There’s a more complete description here, but, briefly, a Firebird database is a single file. The file contains data for all tables, indexes, and structural information that allows Firebird to allocate and release pages, locate tables and indexes, maintain generators, etc.

The database file is made up of pages. Pages are fixed length blocks within the file. Each page has a specific function. The most common are data pages, each holds records for a single table. When you store a record in a table, Firebird first tries to store it on a data page for that file that are already in the page cache. Then, it looks for other pages belonging to the table that have space. If there is no data page for that table in the file with space for the new record, then Firebird looks for free pages - pages that have been allocated to the file that are not currently used. Finally, if all those searches fail to find a place for the record, Firebird extends the file and allocates a page in the new space.

/images/doc_23_1.png

This diagram represents a section at the end of a database file. The red pages are data pages. Brown pages are index pages. The purple page is a page inventory page. The two white pages represent former data pages that are now empty. The first page cannot be released because file systems do not allow space to be removed from the middle of a file. In theory, the last page in the database could be released, by truncating the file slightly. However, the effect would be minimal unless a large number of the deleted records were on the last pages allocated. That situation is rare.

One common case of mass deletes is an application step in which records must be stored in a temporary table for processing before being inserted into their final location. In that case, pages allocated for the temporary table would precede the pages allocated for the permanent table, making truncation impossible. Another case is a rolling archive: an active table holds records for a period of time, after which they are archived to a different table or database. In that case, the deleted records would be stored before the most recent records, again preventing significant truncation. In fact, it is difficult to think of an application that stores a large number of records, and then deletes them without storing or modifying other data, aside from test databases.

/images/doc_23_2.png

One might imagine that the database with empty pages could be compacted by sliding the pages together. That thought gravely underestimates the internal linkages in a Firebird database. Pointer pages, index root pages, transaction inventory pages, and generator pages are located through a table called RDB$PAGES which would have to be updated with their new location. Pointer pages are arrays of page numbers, all of which would need to be updated to reflect the new locations of pages containing data for the tables. And those are the easy cases.

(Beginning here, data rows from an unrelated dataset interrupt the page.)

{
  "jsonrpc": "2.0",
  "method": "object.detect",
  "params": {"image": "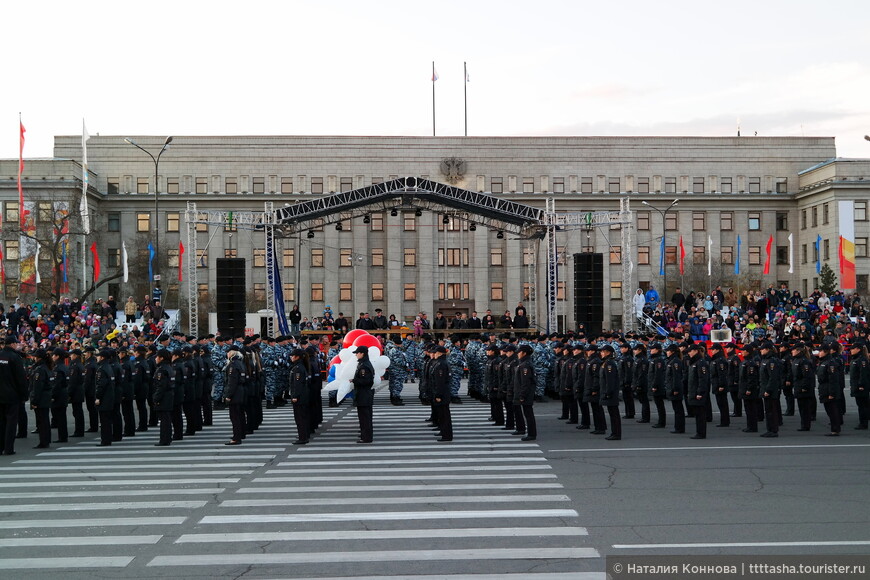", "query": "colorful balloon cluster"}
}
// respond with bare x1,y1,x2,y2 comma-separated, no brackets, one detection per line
323,328,390,401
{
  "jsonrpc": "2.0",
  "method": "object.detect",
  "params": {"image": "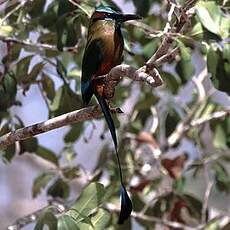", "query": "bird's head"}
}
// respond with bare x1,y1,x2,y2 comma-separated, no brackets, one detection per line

Page inventory pages - the purple page in the diagrams - occur at fixed intervals and cannot be moved. A page inventory page is an array of bits that indicate whether the corresponding page is in use. Since the correspondence is by page number, page inventories would have to be updated to reflect the new location of the pages. Within a data page, records identify their back versions and fragments by page number. Because here is no pointer back from the fragment or back version, if a page containing a fragment is moved, the system would need to search the whole table to find the record that owns the fragment and fix its pointer. Indexes pages point to their left and right neighbors by page number, and upper levels reference lower levels by pages number. At the bottom level, the index indicates the location of records by page number. Moving data or index pages would invalidate the whole index.

/images/doc_23_3.png

To summarize, there is no simple way to release all free space in a database to the operating system because free pages do not typically congregate at the end of the database file. The internal structure of the database file is so complex that any effort to compact the file would require taking the database off line for longer than a backup and restore, with less satisfactory results.